It’s necessary to satisfy an invariant from the C++ standard: every C++ object of the same type needs to have a unique address to be identifiable.

If objects took up no space, then items in an array would share the same address.

Basically, it's an interplay between two requirements:

• Two different objects of the same type must be at a different addresses.
• In arrays, there may not be any padding between objects.

Note that the first condition alone does not require non-zero size: Given

struct empty {};
struct foo { empty a, b; };

the the first requirement could easily be met by having a zero-size a followed by a single padding byte to enforce a different address, followed by a zero-size b. However, given

empty array[2];

that no longer works because a padding between the different objects empty[0] and empty[1] would not be allowed.

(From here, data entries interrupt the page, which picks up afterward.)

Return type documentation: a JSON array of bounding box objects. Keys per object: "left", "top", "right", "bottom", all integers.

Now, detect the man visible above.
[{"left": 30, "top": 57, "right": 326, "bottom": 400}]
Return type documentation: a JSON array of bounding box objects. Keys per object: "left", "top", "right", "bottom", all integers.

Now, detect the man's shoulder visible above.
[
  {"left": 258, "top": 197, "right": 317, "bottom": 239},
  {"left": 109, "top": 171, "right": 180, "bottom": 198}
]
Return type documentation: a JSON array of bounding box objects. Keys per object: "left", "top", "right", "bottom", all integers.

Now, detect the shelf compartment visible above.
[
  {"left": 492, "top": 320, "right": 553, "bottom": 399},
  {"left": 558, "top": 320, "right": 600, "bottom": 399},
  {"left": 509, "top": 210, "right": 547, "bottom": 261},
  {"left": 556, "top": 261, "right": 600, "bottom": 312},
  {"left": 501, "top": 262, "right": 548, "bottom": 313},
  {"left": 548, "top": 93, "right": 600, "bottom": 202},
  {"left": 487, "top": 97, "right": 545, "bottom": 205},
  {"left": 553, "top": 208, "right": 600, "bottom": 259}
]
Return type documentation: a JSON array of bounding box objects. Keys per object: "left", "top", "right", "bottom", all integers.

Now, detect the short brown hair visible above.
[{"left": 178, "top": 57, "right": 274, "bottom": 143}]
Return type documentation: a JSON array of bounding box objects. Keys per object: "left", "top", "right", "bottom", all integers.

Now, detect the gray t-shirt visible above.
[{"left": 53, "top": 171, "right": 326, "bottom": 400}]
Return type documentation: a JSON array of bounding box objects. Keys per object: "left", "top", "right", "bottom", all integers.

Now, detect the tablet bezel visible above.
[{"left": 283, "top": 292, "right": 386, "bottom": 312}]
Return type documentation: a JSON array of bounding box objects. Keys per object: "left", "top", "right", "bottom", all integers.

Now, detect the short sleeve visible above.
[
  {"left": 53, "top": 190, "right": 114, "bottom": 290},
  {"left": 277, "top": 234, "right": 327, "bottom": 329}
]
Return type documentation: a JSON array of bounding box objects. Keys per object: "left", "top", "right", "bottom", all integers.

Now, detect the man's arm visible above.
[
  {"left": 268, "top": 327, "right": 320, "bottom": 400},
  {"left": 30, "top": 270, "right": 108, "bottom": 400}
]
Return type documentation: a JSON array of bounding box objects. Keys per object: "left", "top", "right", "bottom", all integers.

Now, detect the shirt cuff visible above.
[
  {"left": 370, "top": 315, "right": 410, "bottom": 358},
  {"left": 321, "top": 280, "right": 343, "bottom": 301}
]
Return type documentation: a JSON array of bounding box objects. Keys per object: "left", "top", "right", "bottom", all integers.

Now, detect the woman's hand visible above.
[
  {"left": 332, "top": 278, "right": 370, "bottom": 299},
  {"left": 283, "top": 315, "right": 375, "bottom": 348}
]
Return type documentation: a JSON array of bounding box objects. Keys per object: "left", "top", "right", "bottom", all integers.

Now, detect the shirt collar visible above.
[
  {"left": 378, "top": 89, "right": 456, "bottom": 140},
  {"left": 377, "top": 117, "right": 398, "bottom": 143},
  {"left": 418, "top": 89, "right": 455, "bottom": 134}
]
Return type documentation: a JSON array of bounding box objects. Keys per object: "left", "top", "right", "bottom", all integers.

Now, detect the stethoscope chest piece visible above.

There are already excellent answers that answer the main question. I would like to address the concerns you expressed with:

But the cost of this is quite severe when dealing with small-size containers. Considering possible data alignment, we can get up to 16 bytes per class without vars (?!). Suppose we have a custom container that will typically hold a few int values. Then consider an array of such containers (with about 1000000 members). The overhead will be 16*1000000! A typical case where it can happen is a container class with a comparison predicate stored in a member variable.

Avoiding the cost of holding A

If all instances of a container depend on type A, then there is no need to hold instances of A in the container. The overhead associated with the non-zero size of A can be avoided by simply creating an instance of A on the stack when needed.

Not being able to avoid the cost of holding A

You may be forced to hold a pointer to A in each instance of the container if A is expected to by polymorphic. For such a containerthe cost of each container goes up by the size of a pointer. Whether there are any member variables in the base class A or not makes no difference to the size of the container.

Impact of sizeof A

In either case, the size of an empty class should have no bearing on the storage requirements of the container.

All complete objects must have a unique address; so they must take up at least one byte of storage - the byte at their address.

A typical case where it can happen is a container class with a comparison predicate stored in a member variable.

In this case, you can use the empty base class optimisation: a base subobject is allowed to have the same address as the complete object that it's part of, so can take up no storage. So you can attach the predicate to a class as a (perhaps private) base class rather than a member. It's a bit more fiddly to deal with than a member, but should eliminate the overhead.

what type of overhead should be expected when calling A()(value) ?

The only overhead compared to calling a non-member function will be passing the extra this argument. If the function is inlined, then this should be eliminated (as would be the case, in general, when calling a member function that doesn't access any member variables).